Bir zamanlar Melike Demirağ’ın dillere pelesenk olan parçasıydı. Devamı da var:
“ uyu yavrum ninni uyutayım seni
masallarla ninnilerle avutayım seni
uyu sayın dinleyici uyutayım seni
aranjmanla maranjmanla avutayım seni
şarkılarla türkülerle avutayım seni
uyu sayın seyirci uyutayım seni
renkli menkli sinemaskop avutayım seni
seksi meksi filimlerle avutayım seni
uyu sayın okuyucu uyutayım seni
kuponlarla muponlarla avutayım seni
uyu yavrum ninni uyutayım seni
davulumla darbukamla avutayım seni
kaşığımla zillerimle avutayım seni”
Türkiye’nin siyah beyaz yıllarının, 1970’lerin bir parçasıydı. O günlerde henüz televizyon hayatımızı külliyen işgal etmediği için şarkı “okuyucu” ile dalgasını geçiyordu. Dinleyicisine “öpe öpe, seve seve avutayım” diye seslenen bir şarkıydı.
Kendimi gündem yorgunu hissediyorum. Şimdilerde cezaevinde olan Nuriş lakaplı Nuri Ergin’den ilham alırsak, “gündem manyağı” olduk.
Neden?
Memleketçe gündemi fena halde takip eden, işi gücü bırakıp “derin mevzulara” takıntılı bir halk olduğumuz için mi?
Yoksa birileri gündem mi dayatıyor?
İşte asıl nirengi noktası da bu olsa gerek.
1960’ların plan-pilav tartışması, “bize plan değil, pilav lazım” diyenler, devletin planlama yapmasına duydukları tepkiyi böyle dile getirirdi.
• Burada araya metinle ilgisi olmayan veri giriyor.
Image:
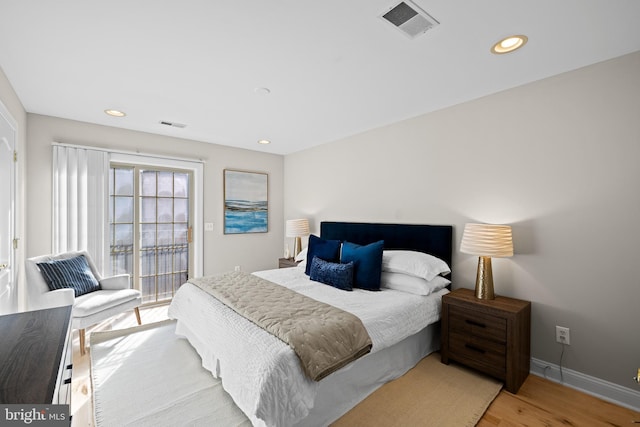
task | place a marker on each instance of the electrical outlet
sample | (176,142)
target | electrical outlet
(562,335)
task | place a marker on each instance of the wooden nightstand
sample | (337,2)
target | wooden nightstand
(492,336)
(287,262)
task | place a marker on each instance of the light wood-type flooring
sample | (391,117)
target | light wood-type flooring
(539,402)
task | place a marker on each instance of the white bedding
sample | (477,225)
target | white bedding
(260,372)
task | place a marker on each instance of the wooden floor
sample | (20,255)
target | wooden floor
(539,402)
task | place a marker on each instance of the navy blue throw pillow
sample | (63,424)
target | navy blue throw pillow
(367,263)
(333,274)
(327,250)
(69,273)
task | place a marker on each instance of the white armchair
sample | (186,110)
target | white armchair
(114,296)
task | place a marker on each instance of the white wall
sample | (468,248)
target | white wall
(221,252)
(557,159)
(12,103)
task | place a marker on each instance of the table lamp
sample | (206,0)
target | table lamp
(297,228)
(486,241)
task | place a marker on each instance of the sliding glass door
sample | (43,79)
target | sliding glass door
(155,205)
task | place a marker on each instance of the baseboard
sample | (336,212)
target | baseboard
(605,390)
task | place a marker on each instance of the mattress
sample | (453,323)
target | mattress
(263,375)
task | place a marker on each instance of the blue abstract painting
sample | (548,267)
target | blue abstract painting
(246,207)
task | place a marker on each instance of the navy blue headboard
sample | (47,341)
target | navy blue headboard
(436,240)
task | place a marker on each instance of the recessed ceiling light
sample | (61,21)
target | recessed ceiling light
(115,113)
(262,91)
(509,44)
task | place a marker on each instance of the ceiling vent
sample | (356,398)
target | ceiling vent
(410,19)
(172,124)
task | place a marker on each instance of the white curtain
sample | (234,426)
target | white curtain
(80,202)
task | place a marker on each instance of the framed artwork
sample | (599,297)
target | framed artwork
(246,208)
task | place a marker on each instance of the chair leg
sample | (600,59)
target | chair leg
(82,349)
(137,310)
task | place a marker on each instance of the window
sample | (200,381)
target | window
(154,204)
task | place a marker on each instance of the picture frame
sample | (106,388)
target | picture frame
(246,202)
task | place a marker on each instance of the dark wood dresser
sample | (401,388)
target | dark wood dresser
(491,336)
(35,357)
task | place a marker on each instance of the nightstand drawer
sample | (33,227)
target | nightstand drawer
(478,324)
(485,355)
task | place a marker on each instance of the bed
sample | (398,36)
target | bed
(263,375)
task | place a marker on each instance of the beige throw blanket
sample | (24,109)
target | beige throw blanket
(324,337)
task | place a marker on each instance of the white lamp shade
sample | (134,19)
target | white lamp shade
(297,227)
(489,240)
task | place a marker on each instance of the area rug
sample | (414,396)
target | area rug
(147,376)
(430,394)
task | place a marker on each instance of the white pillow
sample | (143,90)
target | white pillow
(412,284)
(414,263)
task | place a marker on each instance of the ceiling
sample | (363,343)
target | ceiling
(332,68)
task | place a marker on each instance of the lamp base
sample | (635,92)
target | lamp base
(297,246)
(484,279)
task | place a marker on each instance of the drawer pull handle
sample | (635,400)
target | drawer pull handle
(474,323)
(474,348)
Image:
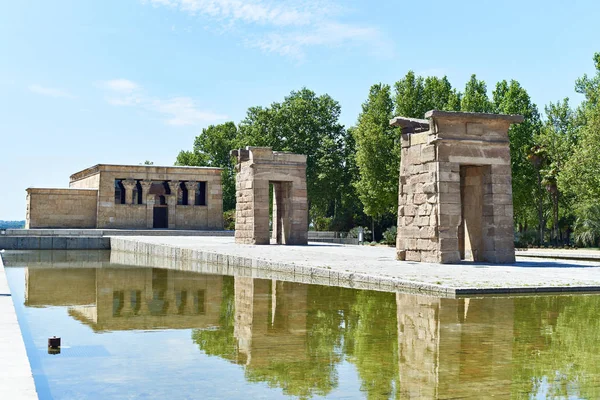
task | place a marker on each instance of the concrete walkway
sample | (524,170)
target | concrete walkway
(16,380)
(352,265)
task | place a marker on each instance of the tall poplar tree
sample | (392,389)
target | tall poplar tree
(377,154)
(512,98)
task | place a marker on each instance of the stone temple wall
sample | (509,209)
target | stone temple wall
(61,208)
(455,188)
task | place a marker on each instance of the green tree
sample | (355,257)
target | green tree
(409,96)
(377,154)
(475,98)
(580,177)
(211,149)
(415,95)
(556,139)
(308,124)
(512,98)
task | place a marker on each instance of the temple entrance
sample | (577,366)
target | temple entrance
(161,214)
(283,209)
(280,216)
(470,231)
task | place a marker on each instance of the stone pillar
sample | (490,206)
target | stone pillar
(257,167)
(129,185)
(455,196)
(148,200)
(191,187)
(214,203)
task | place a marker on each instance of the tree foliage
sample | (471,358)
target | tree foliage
(211,149)
(377,154)
(304,123)
(512,98)
(475,98)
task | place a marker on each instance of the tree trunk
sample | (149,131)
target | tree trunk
(541,209)
(372,229)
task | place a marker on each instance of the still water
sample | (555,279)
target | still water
(149,333)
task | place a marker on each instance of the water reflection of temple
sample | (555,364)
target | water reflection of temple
(270,319)
(454,348)
(293,336)
(128,298)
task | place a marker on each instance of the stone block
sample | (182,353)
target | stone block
(413,256)
(419,198)
(59,243)
(427,153)
(429,188)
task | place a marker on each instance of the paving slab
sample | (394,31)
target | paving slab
(16,379)
(378,264)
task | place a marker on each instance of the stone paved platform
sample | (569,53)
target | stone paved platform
(16,380)
(353,265)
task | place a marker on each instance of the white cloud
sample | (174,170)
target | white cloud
(285,27)
(439,72)
(329,34)
(50,92)
(281,13)
(121,85)
(177,111)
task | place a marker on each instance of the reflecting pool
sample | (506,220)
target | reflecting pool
(151,333)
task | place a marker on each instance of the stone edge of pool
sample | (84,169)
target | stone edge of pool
(16,378)
(155,254)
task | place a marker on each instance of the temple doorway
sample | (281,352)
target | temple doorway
(161,214)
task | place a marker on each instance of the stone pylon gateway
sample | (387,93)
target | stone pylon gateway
(455,189)
(258,168)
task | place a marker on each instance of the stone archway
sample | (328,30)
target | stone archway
(257,168)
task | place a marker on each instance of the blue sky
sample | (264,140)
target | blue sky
(84,82)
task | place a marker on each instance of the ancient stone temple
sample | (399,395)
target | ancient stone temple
(131,197)
(455,189)
(259,169)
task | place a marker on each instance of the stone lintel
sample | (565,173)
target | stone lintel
(410,125)
(471,116)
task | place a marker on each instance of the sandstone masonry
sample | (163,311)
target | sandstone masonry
(455,189)
(131,197)
(257,168)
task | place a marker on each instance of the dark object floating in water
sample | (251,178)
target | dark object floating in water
(54,345)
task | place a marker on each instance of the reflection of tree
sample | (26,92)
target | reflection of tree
(221,342)
(556,346)
(374,337)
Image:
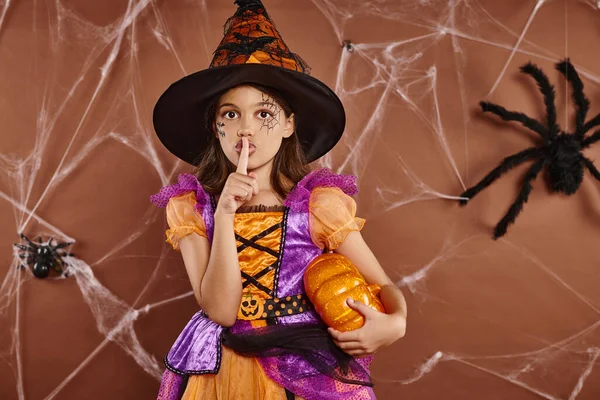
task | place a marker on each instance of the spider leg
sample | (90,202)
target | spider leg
(592,123)
(29,242)
(582,103)
(590,140)
(507,164)
(61,245)
(506,115)
(547,90)
(522,198)
(590,165)
(59,261)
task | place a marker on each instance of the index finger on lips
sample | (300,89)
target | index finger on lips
(243,160)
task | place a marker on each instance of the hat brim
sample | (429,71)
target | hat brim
(179,114)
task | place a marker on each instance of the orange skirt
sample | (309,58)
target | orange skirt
(239,378)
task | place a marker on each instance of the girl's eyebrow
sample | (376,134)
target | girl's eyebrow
(261,103)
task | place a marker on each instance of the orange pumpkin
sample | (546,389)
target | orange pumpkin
(329,280)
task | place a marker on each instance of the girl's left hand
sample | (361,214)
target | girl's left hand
(380,330)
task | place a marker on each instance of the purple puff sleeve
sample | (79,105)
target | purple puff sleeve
(299,197)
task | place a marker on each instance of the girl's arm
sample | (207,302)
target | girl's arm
(356,250)
(380,329)
(214,272)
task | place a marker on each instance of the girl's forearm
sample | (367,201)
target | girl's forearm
(221,286)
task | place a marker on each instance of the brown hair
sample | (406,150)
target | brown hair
(213,167)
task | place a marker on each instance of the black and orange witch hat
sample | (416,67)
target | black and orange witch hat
(252,51)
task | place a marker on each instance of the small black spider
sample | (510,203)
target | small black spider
(41,257)
(560,152)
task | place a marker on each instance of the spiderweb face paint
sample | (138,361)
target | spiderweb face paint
(220,126)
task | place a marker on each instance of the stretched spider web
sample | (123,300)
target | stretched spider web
(79,159)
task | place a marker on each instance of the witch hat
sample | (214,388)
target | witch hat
(251,51)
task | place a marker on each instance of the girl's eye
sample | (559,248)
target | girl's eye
(264,114)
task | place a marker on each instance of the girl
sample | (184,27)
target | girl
(253,217)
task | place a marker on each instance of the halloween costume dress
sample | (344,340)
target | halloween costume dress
(278,346)
(283,342)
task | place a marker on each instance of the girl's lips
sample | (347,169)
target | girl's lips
(250,150)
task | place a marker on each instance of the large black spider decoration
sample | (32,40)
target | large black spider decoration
(560,152)
(41,257)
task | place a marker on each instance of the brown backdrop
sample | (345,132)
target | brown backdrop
(515,318)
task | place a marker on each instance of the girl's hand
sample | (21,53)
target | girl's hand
(239,187)
(380,330)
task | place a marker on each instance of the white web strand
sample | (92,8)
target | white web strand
(399,67)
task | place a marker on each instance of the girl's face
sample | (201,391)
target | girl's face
(246,111)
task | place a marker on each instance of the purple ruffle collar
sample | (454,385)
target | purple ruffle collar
(297,199)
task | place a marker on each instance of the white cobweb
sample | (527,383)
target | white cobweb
(402,73)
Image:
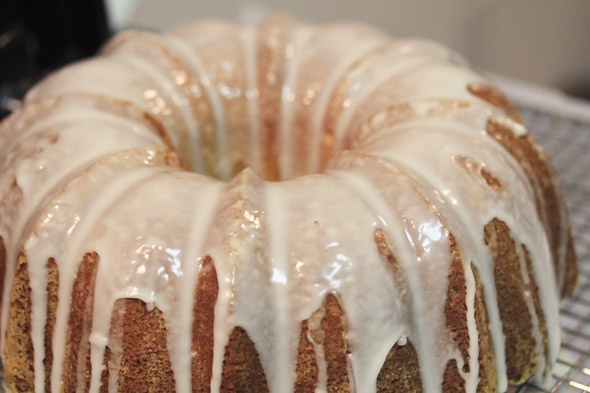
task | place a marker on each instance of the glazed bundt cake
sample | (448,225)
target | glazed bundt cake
(276,207)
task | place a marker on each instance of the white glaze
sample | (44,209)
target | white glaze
(289,243)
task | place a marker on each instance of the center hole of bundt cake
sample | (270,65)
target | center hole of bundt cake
(276,154)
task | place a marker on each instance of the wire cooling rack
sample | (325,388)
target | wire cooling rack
(562,126)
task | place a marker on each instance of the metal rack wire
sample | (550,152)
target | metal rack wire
(567,140)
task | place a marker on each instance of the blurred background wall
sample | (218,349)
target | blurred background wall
(544,42)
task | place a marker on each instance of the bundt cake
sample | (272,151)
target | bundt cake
(276,207)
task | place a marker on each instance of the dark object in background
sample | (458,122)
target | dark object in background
(37,36)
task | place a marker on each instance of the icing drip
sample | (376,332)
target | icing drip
(369,226)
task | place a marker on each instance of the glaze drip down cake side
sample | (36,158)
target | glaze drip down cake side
(276,207)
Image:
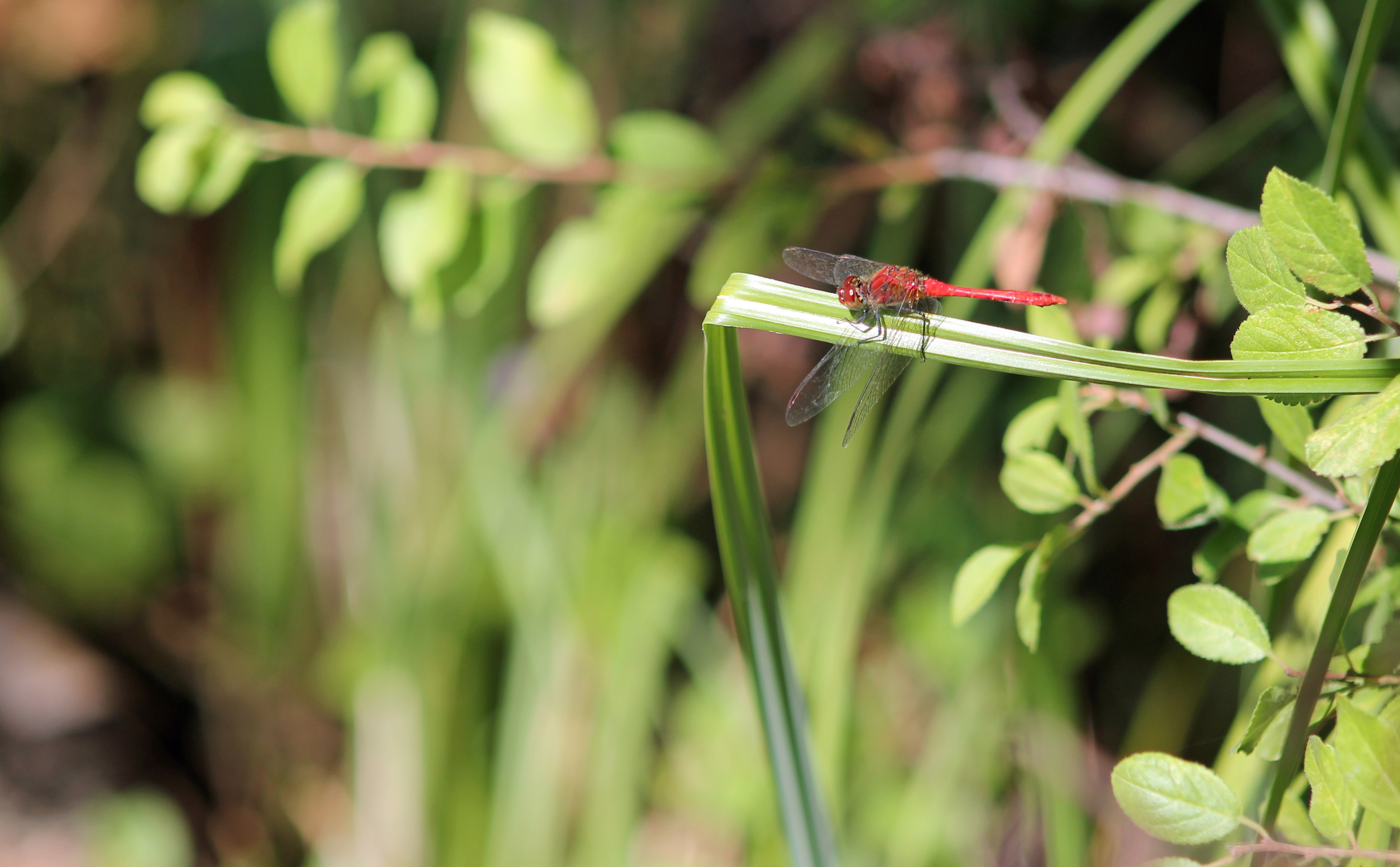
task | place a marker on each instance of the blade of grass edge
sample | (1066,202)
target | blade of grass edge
(745,538)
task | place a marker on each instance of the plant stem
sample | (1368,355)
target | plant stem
(1375,23)
(1363,544)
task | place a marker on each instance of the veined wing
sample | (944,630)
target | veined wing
(887,370)
(839,369)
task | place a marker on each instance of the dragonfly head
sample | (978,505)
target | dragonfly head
(852,293)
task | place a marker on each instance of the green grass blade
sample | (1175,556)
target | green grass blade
(751,575)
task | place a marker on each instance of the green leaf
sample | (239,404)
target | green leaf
(1217,625)
(304,57)
(1175,800)
(422,230)
(1154,320)
(979,579)
(1076,429)
(1217,549)
(1293,425)
(1031,600)
(1186,496)
(667,149)
(229,159)
(534,104)
(1126,279)
(1312,234)
(1333,807)
(1288,536)
(1368,753)
(322,208)
(182,98)
(1259,276)
(1363,437)
(1267,709)
(1277,334)
(171,164)
(1032,428)
(1039,484)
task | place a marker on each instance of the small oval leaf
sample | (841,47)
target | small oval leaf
(1214,624)
(1175,800)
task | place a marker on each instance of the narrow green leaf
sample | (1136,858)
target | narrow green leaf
(534,104)
(1217,625)
(1267,711)
(322,208)
(979,579)
(1039,484)
(1259,276)
(1288,333)
(1368,753)
(1186,496)
(1333,807)
(1293,425)
(1031,600)
(1032,428)
(1288,537)
(304,57)
(1175,800)
(1312,234)
(1363,437)
(182,98)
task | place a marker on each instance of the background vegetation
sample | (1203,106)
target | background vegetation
(358,515)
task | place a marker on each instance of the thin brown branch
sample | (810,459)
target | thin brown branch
(1255,454)
(1130,479)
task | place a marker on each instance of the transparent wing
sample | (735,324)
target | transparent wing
(839,369)
(887,370)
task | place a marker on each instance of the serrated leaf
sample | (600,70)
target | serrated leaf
(1270,705)
(322,208)
(979,579)
(1293,425)
(1217,549)
(1259,276)
(1175,800)
(1031,597)
(1288,537)
(182,98)
(171,164)
(1312,234)
(1186,496)
(1332,807)
(1279,334)
(1368,753)
(1038,482)
(1032,428)
(1361,439)
(304,57)
(534,104)
(1217,625)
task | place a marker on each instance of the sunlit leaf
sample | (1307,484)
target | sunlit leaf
(1175,800)
(1186,496)
(304,55)
(1038,482)
(1368,753)
(1259,276)
(322,208)
(1277,334)
(979,579)
(1217,625)
(1288,536)
(1363,437)
(534,104)
(1333,807)
(1312,234)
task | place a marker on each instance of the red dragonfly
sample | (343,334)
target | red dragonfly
(871,291)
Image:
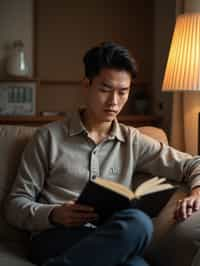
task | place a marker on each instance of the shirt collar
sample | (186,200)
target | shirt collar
(116,131)
(77,127)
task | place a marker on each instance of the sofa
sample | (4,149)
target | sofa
(172,244)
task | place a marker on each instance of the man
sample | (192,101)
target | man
(64,155)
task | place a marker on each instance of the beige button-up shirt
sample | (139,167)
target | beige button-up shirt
(61,158)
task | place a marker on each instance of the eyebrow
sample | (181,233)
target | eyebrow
(110,86)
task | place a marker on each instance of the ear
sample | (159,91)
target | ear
(85,83)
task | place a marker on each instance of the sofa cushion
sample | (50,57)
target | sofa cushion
(12,142)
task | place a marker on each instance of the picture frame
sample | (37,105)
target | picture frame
(18,97)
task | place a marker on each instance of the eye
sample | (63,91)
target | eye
(123,92)
(105,89)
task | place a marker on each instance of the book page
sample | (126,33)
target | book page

Yani asıl mesele pilav temin etmekti. Aradan neredeyse 50 yıl geçti. Pilava hala ihtiyaç var. Ortada plan mlan kalmadı. Ama gündem hala pilav değil.
Her 4 gençten ya da her 6 yetişkinden sadece birinin çalışabildiği bu ülkede işsizlik değil.
Her 7 kişiden birinin açlık sınırının altında yaşadığı yoksulluk da değil.
Ben yorgunum.
Ne çok darbe girişimi atlatmış, ne çok demokrasiye kast edilen günler yaşamışız haberimiz olmamış.
Şimdi öğrendikçe gelir dağılımının aslında çok da önemli olmadığını anlıyorum.
Bu kadar çok operasyon yapılınca “bize pilav değil, demokrasi lazım” demeye başladım.
Şaka bir yana geçtiğimiz ay hazırladığımız bir araştırmada 1 Aralık ile 10 mart arasında geçen 70 günde tam 60 kez Türk Silahlı Kuvvetleri hakkında farklı haber yapılmış.
Gündem alt üst olmuş.
Kimi zaman ıslak imza, kimi zaman Arınç’a suikast, kozmik oda, ahçı asker savcıyı mı takip etti?
Balyoz ve her biri ibret verici telefon dinleme kayıtları –ki o bantları verenleri pek merak ederim- derken günler su gibi akıp gitmiş.
Şimdi git gide cazibesini yitiren bir haber konusu ile karşı karşıyayız.
Hatırlayın. 1., 2., 3, hatta 10. Ergenekon operasyonları bile büyük bir heyecan ve dikkatle izlenirken geçtiğimiz günlerde aynı çerçevede İzmir’de Mason Locası başkanına yapılacak suikast çerçevesinde bir ‘mini’ Ergenekon operasyonu yapıldı. Basın numara bile koymadı. Bu konuyla fena halde ilgili mecralar bile haberi iç sayfalarına taşıdı. Yani haberin libidosu kalmadı.
Şimdilerde aynı yorgunluk hissiyle hemen her gün hayatımızı işgal eden darbe haberlerini izliyorum. Bu ülkede dokunulmazlara dokunulduğunu görüyor, bir yurttaş olarak yargı önündeki eşitliğimize seviniyorum. Demokrasi kazandığı için mutluyum.
Ama o kadar.
Aklım, irfanım ve vicdanım birilerinin beni uyuttuğunu, avuttuğunu ve hayatın dayattığı gerçek gündemden uzaklaştırdığını söylüyor.
Bu itirazı dillendirmenin bile neredeyse “sen demokrasi istemiyor musun?” suçlamalarıyla başlayan ve sonu bilinmez bir (ön)yargı silsilesini başlattığını bilenlerdenim.
Ama ne yapayım.
Ben gündem yorgunu oldum.
Ve onca yorgunluğa rağmen artık “uyumak” istemiyorum.